Googleアナリティクスは、非常に高度な分析ができる無料のアクセス解析ツールだ。無料の反面、正式なサポートサービスというものがないため、ユーザーは自分で情報を集めなくてはならない。Web担当者にとっては結構な手間だ。そこで本連載では、Web担当者の負担を軽減すべく、導入から、運用、活用まで、初めての人でもゼロから学んでいけるように、丁寧に解説していく。

衣袋教授のGoogleアナリティクス入門講座

SEOを行う上で、ユーザーがどのような検索キーワードで訪問してくるのかの分析は欠かせない。今回は、検索エンジンからの流入分析には欠かせない「キーワード」と「検索クエリ」について解説する。

検索キーワードを確認できるGoogleアナリティクスのレポート

検索エンジン経由でサイトを訪問してきたユーザーが、どういうキーワード(検索語)を検索してサイトにやって来たのか? それを知ることのできるレポートが、[トラフィック]>[参照元]>[検索]>[サマリー]レポートだ。プライマリディメンションの「キーワード」(図1赤枠部分)を選択すると、キーワードの一覧を確認することができる。

操作手順
  1. ページ上部のオレンジ色のメインメニューで[標準レポート]をクリックする
  2. 画面で左側にあるメニューで、[トラフィック]をクリックする
  3. メニューが開くので、[参照元]をクリックし、表示されるメニューから[検索][サマリー]を順にクリックする
  4. プライマリディメンションで「キーワード」をクリックする
図1:[トラフィック]>[参照元]>[検索]>[サマリー]レポート
図1:[トラフィック]>[参照元]>[検索]>[サマリー]レポートの「キーワード」一覧

なぜ検索キーワードが取得できるのか?

ユーザーが検索エンジンで検索したキーワードを、なぜGoogleアナリティクスで見ることができるのだろうか。それは、ユーザーがリンクをクリックするなどしてアクセスした際にリンク先ページへのアクセスに含まれる参照元URL情報の中に、検索キーワードの情報が含まれているからだ

たとえば、下記はGoogleで「アクセス解析」というキーワードを検索した際の検索結果表示ページのURLだ。この「q=」以降の部分に検索したキーワードが値として格納されている。

検索キーワードを含む参照元URLの例
http://www.google.co.jp/search?aq=f&sourceid=chrome&ie=UTF-8&q=%E3%82%A2%E3%82%AF%E3%82%BB%E3%82%B9%E8%A7%A3%E6%9E%90

文字 UTF-8の文字コード 参照元URL内での記載
E382A2 %E3%82%A2
E382AF %E3%82%AF
E382BB %E3%82%BB
E382B9 %E3%82%B9
E8A7A3 %E8%A7%A3
E69E90 %E6%9E%90

「%E3%82%A2%E3%82%AF%E3%82%BB%E3%82%B9%E8%A7%A3%E6%9E%90」の部分が、UTF-8という文字コードで「アクセス解析」という文字を表していて、2桁ずつに「%」で区切られている。もし検索キーワードが半角英数字の場合は、「q=」の値にはキーワードがそのまま表示される。

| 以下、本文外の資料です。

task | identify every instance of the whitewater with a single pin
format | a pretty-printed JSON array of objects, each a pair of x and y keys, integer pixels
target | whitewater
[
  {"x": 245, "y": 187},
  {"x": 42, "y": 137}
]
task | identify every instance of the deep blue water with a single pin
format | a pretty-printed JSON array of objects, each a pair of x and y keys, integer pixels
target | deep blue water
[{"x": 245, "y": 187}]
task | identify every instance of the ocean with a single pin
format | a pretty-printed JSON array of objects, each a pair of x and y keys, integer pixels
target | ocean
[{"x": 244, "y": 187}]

こういったパターンのURLの参照元が検出されれば、Google アナリティクスに検索エンジンとして登録されているドメイン名とクエリパラメータから判断し、「Google検索で『アクセス解析』という検索キーワードで検索した検索結果画面からの流入」であることがわかるというわけだ。

多くのアクセス解析ツールでは、主な検索エンジンからの流入に対しては、このような仕組みを使って検索キーワードを割り出してレポートしてくれるのだ。

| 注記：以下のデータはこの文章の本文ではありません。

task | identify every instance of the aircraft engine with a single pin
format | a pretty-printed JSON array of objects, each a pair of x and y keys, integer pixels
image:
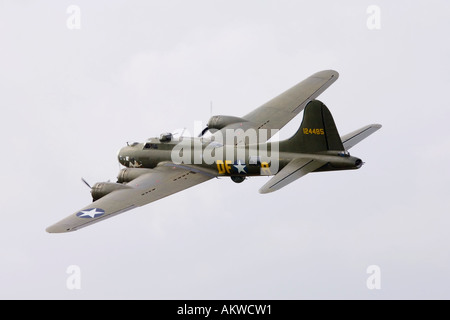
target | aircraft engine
[
  {"x": 129, "y": 174},
  {"x": 237, "y": 179},
  {"x": 101, "y": 189}
]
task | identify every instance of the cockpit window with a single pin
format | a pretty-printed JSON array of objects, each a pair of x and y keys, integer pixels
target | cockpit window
[{"x": 149, "y": 145}]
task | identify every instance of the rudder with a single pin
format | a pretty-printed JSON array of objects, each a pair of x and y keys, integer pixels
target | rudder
[{"x": 317, "y": 132}]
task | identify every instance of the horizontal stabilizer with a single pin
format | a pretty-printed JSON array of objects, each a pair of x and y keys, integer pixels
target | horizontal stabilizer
[
  {"x": 355, "y": 137},
  {"x": 294, "y": 170}
]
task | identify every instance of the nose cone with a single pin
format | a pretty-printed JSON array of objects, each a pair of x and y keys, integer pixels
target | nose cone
[{"x": 122, "y": 155}]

「(not provided)」とはどういう意味なのか?

図1青枠部分のとおり、キーワード一覧の中に「(not provided)」という表記が見られる。そのようなキーワードで検索されたというわけではない。どういう意味かというと、「検索エンジン経由の訪問ではあるが、検索キーワードは不明」ということだ。

図1(再掲):[トラフィック]>[参照元]>[検索]>[サマリー]レポート
図1(再掲):[トラフィック]>[参照元]>[検索]>[サマリー]レポート

なぜ検索キーワードが不明なのか? 「もしかしたら自分の設定ミスが原因なのでは?」と不安に思っている人もいるかもしれないが、ご安心を。それは2011年10月頃からGoogleの検索結果ページがセキュア化したことが理由だ。セキュア化とは、WebサーバとWebブラウザの通信を暗号化することによって、その通信内容が第三者にわからないようにするということだ。

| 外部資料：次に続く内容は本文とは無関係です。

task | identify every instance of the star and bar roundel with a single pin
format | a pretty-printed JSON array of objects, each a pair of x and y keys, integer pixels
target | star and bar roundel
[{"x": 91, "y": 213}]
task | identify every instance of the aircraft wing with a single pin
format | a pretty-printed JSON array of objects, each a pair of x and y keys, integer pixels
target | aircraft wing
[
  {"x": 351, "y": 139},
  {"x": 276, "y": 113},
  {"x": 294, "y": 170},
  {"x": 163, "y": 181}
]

セキュア化された検索結果ページからのサイト訪問時には、検索エンジン経由の訪問であることはわかるのだが、どのキーワードでの検索結果画面からの流入だったかの情報を参照元情報に残さないように仕様変更されたのだ。

といっても、すべての検索結果ページがセキュア化されたわけではない。セキュア化されたのは、Googleアカウントにログインしたユーザーの検索結果ページである。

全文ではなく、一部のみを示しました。